ValueError: The value argument must be within the support
It seems that PyTorch 1.8 turns on argument validation by default for various distributions. You can pass validate_args=False
to the constructor by changing line 116 to:
exp_dist = torch.distributions.exponential.Exponential(beta, validate_args=False)
Hi, thanks for your reply!
I wanted to run your implement code on ML-1M dataset, the stage 1 cmd:
python main.py --model_name Chorus --emb_size 64 --margin 1 --lr 5e-4 --l2 1e-5 --epoch 50 --early_stop 0 --batch_size 512 --dataset 'ml-1m' --stage 1
The errors message is as follows:
GPU available: True
Load corpus from ../data/ml-1m/KGReader.pkl
#params: 633751
Chorus(
(u_embeddings): Embedding(6041, 64)
(i_embeddings): Embedding(3707, 64)
(r_embeddings): Embedding(1, 64)
(betas): Embedding(1, 1)
(mus): Embedding(1, 1)
(sigmas): Embedding(1, 1)
(prediction): Linear(in_features=64, out_features=1, bias=False)

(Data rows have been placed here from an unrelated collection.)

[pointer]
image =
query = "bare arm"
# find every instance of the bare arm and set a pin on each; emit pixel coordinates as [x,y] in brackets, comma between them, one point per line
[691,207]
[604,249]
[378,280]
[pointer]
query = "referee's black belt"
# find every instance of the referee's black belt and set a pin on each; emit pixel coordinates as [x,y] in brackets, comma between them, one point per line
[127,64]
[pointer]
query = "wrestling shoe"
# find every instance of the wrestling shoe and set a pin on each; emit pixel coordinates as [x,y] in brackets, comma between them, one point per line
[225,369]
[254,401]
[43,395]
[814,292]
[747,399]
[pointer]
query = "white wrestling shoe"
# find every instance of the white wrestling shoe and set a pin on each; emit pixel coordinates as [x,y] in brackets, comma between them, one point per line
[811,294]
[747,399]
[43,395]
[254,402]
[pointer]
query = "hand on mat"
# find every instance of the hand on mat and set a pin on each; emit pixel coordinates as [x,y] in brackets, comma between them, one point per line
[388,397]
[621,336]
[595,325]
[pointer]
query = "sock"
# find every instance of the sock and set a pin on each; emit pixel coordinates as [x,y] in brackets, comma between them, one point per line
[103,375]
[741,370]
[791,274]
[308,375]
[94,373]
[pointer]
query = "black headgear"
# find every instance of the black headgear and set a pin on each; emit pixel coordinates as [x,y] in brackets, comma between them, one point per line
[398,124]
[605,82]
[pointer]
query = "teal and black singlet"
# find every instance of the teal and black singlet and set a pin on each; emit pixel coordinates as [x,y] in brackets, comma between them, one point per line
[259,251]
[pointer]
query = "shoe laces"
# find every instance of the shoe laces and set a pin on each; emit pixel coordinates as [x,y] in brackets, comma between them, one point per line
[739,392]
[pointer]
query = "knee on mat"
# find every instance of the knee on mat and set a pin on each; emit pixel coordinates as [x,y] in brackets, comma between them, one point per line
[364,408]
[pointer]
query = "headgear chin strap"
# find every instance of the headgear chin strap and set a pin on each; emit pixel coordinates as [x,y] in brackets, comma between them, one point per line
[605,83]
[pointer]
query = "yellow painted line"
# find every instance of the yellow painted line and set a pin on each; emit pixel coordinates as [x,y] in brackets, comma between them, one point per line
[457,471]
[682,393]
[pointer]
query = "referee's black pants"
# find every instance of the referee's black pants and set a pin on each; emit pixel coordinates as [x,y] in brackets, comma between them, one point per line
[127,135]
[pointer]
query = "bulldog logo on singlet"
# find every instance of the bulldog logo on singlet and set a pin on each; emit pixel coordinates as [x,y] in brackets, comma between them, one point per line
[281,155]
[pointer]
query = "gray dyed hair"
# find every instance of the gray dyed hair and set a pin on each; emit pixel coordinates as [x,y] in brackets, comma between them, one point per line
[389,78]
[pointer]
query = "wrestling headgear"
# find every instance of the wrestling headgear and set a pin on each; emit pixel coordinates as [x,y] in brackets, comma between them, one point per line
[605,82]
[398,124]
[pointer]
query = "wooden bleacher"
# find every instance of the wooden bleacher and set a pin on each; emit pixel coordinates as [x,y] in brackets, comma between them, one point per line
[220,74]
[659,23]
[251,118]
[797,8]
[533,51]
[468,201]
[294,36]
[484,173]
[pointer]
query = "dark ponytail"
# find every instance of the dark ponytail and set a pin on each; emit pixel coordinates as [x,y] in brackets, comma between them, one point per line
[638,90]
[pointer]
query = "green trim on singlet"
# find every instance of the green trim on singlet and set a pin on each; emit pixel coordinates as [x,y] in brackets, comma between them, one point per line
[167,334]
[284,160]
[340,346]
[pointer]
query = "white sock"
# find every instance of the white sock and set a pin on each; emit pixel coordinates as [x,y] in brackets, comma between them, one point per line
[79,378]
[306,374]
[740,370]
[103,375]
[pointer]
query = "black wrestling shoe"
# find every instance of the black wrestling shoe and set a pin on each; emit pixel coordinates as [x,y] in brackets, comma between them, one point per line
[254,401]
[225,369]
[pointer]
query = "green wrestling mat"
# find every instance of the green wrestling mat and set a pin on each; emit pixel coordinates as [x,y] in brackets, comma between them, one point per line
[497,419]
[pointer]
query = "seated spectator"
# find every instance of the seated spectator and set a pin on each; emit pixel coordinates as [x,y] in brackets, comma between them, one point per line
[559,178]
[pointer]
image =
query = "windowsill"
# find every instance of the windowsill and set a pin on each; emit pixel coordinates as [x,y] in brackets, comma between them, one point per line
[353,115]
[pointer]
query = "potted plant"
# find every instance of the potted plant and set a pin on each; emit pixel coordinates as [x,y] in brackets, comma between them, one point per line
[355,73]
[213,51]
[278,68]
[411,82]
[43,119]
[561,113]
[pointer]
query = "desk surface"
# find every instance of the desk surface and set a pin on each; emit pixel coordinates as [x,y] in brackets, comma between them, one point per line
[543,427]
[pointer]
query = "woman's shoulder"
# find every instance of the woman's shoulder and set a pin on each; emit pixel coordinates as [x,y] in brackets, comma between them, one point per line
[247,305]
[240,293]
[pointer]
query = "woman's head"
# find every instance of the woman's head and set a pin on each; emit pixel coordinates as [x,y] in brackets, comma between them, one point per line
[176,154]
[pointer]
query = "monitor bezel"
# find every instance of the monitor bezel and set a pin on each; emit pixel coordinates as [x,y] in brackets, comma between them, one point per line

(user_bias): Embedding(6041, 1)
(item_bias): Embedding(3707, 1)
(kg_loss): MarginRankingLoss()
)
Optimizer: Adam
Traceback (most recent call last):
File "main.py", line 116, in
main()
File "main.py", line 78, in main
runner.train(data_dict)
File "/home/zlc/zlc/lhz/DIDN/ReChorus/src/helpers/BaseRunner.py", line 114, in train
loss = self.fit(data_dict['train'], epoch=epoch + 1)
File "/home/zlc/zlc/lhz/DIDN/ReChorus/src/helpers/BaseRunner.py", line 166, in fit
dl = DataLoader(data, batch_size=self.batch_size, shuffle=True, num_workers=self.num_workers,
File "/usr/local/anaconda3/lib/python3.8/site-packages/torch/utils/data/dataloader.py", line 270, in init
sampler = RandomSampler(dataset, generator=generator) # type: ignore[arg-type]
File "/usr/local/anaconda3/lib/python3.8/site-packages/torch/utils/data/sampler.py", line 102, in init
raise ValueError("num_samples should be a positive integer "
ValueError: num_samples should be a positive integer value, but got num_samples=0
I was wondering whether the difference was made due to my negligence. Looking forward to your reply! Thanks!
The Chorus model cannot run on the ML-1M dataset because there is no information about item relations like Amazon (e.g., complement, substitute).